Meeting #23: June 16, 2020
Meeting Theme: Sometimes the most important person in the room is the one we least notice. In the case of the functions of our body, perhaps the most important function is the one that is easiest to overlook: our breathing.
From Jane Brody’s column “Personal Health” in the June 16, 2020 NYTimes:
But first, we could all benefit from a better understanding of a bodily function (breath) most of us have long taken for granted and learn how to maximize its efficiency and life-sustaining benefits. Based on the research I’ve done for this column, it’s apparent that even without a mask as an impediment, many people breathe in ways that compromise their well-being.
“Doctors who study breathing say that the vast majority of Americans do it inadequately,” James Nestor, author of a new book, “Breath: The New Science of a Lost Art,” wrote recently in The Wall Street Journal. “How we breathe matters,” he said, “and our attention to it is long overdue.”
For example, Mr. Nestor noted, “nose breathing is better than mouth breathing” because it’s protective; the nose filters, heats and treats raw air. “Inhaling through the nose stimulates the release of hormones and nitric oxide, which helps to regulate vital functions like blood pressure and increase oxygenation throughout the body,” Mr. Nestor said in an email.
Given that most of us take about 25,000 breaths a day and breathing properly is critical to how well our bodies function, we should try to get the most benefit we can from this life-sustaining activity, with or without a mask.
Gently Guided Meditation: Breath/Body/Mind awareness with “Long Breath” practice
Meeting #24: June 18, 2020
Meeting Theme: How we breathe is the gateway to how we live. Breathing responds to emotional changes and can create emotional changes. Baby’s breath is more than a pretty white flower! A “baby’s breath” is a demonstration of breathing in good health, a way of breathing that perhaps we’ve unlearned. Let’s learn how to breathe again!
From Jane Brody’s column “Personal Health” in the June 16, 2020 NYTimes (link to this article is above) in which she quotes Paul DiTuro, a former professional athlete and special forces medic in the United States military who is now a performance breathing specialist:
Breathing done properly keeps the body in acid-base balance, which enables tissues to get the amount of oxygen they need to function optimally…This balance is achieved by maintaining an ideal level of carbon dioxide (CO2) in the blood. Too little CO2, which can happen when breathing is rapid and shallow, impedes the release of oxygen to body tissues and can result in feelings of anxiety, irritability, fatigue and lack of focus…
Rapid, shallow breathing keeps the body in a high state of alert and engages the sympathetic nervous system, an adaptation that is useful in times of danger but counterproductive to feeling calm and relaxed the rest of the time. Even during normal times, many people breathe too fast and through their mouths, perhaps because of chronic stress or noses made stuffy by allergies or a deviated septum. I noticed that I tended to do the same when I was wearing a mask, and now consciously remind myself to breathe more slowly, inhale through my nose and exhale through my mouth, especially when I’m out exercising. Without very much effort, you can retrain how you breathe — with or without a mask — so that it is physiologically beneficial when you’re not being chased by a tiger.

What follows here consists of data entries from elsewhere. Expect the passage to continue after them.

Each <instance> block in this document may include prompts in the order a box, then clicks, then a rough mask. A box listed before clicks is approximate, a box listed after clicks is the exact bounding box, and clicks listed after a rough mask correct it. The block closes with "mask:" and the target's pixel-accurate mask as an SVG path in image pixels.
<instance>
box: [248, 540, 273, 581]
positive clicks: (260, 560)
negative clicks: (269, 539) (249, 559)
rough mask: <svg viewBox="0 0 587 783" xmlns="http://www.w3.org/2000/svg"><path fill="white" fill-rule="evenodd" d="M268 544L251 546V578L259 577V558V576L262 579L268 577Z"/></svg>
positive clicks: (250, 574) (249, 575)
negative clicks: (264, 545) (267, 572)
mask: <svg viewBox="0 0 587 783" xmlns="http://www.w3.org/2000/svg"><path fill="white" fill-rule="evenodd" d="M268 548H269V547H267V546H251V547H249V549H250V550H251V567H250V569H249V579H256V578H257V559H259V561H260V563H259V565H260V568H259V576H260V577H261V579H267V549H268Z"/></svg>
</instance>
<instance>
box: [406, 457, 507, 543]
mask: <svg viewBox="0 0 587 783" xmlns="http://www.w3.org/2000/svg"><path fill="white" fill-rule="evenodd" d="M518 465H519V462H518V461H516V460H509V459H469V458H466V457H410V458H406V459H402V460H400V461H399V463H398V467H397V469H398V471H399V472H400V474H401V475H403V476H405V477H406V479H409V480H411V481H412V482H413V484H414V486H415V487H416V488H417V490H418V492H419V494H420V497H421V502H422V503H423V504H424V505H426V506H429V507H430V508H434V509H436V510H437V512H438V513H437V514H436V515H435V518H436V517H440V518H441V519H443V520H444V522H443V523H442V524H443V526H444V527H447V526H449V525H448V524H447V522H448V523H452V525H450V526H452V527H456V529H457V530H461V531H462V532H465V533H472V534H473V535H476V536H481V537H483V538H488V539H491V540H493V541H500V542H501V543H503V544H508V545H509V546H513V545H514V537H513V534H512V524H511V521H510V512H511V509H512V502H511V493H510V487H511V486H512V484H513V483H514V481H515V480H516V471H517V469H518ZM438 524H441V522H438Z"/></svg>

A rapid, shortened breathing cycle uses muscles in the neck and chest instead of the diaphragm. Mr. DiTuro noted, “Lack of diaphragmatic breathing makes it harder to mentally relax.”
Gently Guided Meditation: Breath/Body/Mind awareness with “Long Breath” practice:
“While more research on the possible effects of masks on breathing patterns is needed, Mr. DiTuro suggests that in addition to respiratory training, some simple steps may help make wearing a mask easier. Just before putting on your mask, take five “quality” breaths. With each breath, inhale through the nose for four seconds, exhale through the mouth for six seconds, then rest for two seconds. Repeat these five breaths as soon as you put on the mask, and again after you remove it.”